How Fast is Snowflake with AWS S3 Express One Zone?

Published in

Snowflake Engineering

4 min readJan 13, 2024

In this article, I share the results of combining Snowflake with AWS S3 Express One Zone to evaluate performance and compatibility.

Generated by DALL.E. White bear riding on a highway in a futuristic city.

High-Speed Storage : AWS S3 Express One Zone

In December last year, AWS announced S3 Express One Zone.

Amazon S3 Express One Zone is a high-performance, single-Availability Zone storage class purpose-built to deliver consistent single-digit millisecond data access for your most frequently accessed data and latency-sensitive applications. S3 Express One Zone can improve data access speeds by 10x and reduce request costs by 50% compared to S3 Standard.

If this is true, using it as an external stage for Snowflake could potentially create extremely fast external tables.

Conclusion

For read-heavy workloads, there was an improvement of up to 16% in query performance. However, at this point, there’s no pressing need to migrate from standard S3 buckets to Express One Zone. The disadvantages currently outweigh the benefits.

Firstly, write operations could not be executed and resulted in errors. Also, queries like LIST, which scan the entire bucket, were up to 20 times slower.

Overall, it seems that Snowflake’s internal code isn’t designed to accommodate Express One Zone, leading to frequent errors. As it’s unsupported, regular usage poses challenges.

For those looking to leverage Express One Zone for a high-speed data lake in Snowflake, it appears necessary to wait for an official support announcement.

Below are the detailed findings from my testing.

Executable and Non-Executable Operations in Express One Zone External Stage

I explored which operations could be performed on an Express One Zone external stage. Writing processes to the stage resulted in errors.
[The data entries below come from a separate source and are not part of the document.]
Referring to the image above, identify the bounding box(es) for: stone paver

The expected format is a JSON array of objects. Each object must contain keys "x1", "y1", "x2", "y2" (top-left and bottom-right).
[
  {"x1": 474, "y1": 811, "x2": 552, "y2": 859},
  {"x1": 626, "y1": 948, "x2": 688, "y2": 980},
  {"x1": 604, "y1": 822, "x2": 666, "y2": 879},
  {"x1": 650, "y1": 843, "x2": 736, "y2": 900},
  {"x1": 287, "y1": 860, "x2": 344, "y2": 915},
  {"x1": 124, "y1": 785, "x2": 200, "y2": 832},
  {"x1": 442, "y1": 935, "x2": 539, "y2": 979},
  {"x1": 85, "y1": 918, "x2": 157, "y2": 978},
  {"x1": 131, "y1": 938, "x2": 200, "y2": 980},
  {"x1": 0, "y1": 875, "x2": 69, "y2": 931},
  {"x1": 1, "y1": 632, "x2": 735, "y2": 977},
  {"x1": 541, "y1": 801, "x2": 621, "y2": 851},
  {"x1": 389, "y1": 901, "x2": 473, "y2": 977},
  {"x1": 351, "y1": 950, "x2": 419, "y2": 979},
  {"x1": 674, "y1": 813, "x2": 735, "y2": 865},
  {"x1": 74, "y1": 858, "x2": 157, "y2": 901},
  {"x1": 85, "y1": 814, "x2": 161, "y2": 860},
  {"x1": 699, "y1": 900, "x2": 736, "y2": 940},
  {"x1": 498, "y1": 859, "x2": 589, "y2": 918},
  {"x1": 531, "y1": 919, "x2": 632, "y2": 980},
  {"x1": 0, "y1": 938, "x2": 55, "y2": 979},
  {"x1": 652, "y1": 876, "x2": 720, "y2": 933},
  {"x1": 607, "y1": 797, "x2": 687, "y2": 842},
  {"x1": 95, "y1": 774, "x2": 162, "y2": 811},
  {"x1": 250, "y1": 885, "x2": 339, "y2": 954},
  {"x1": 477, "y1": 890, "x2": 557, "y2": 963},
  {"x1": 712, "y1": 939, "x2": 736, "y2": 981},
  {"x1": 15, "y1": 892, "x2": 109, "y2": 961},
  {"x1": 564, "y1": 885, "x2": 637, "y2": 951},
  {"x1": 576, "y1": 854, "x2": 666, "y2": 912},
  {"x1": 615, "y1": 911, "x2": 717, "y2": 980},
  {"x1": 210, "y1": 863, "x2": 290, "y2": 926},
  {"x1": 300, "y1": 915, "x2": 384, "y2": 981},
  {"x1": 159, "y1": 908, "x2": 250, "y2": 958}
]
Here’s a summary of operations that were executable and those that were not. △ indicates possible but significantly slower.

Tested Operations

Querying external stage ✔
Creating external tables ✔
Loading from external stage ✔
REST API Ingest from Snowpipe ✔
Unloading to external stage ✕
Auto Ingest from Snowpipe ✕
LIST command △
REMOVE command ✕

Successful Operations

Querying an External Stage

Queries can be executed almost normally. Note that the prefix must end with /.

SELECT $1 FROM @express_onezone/myfolder/(
   FILE_FORMAT => 'my_parquet_format', 
   PATTERN => '.*.parquet'
)

With Express One Zone, the ListObjectsV2 prefix must end with /. For example, use LIST @express_onezone/myfolder/ instead of LIST @express_onezone/myfolder to avoid errors.

Creating External Tables

Creating external tables was possible. Metadata columns like metadata$filename worked as they do with standard buckets.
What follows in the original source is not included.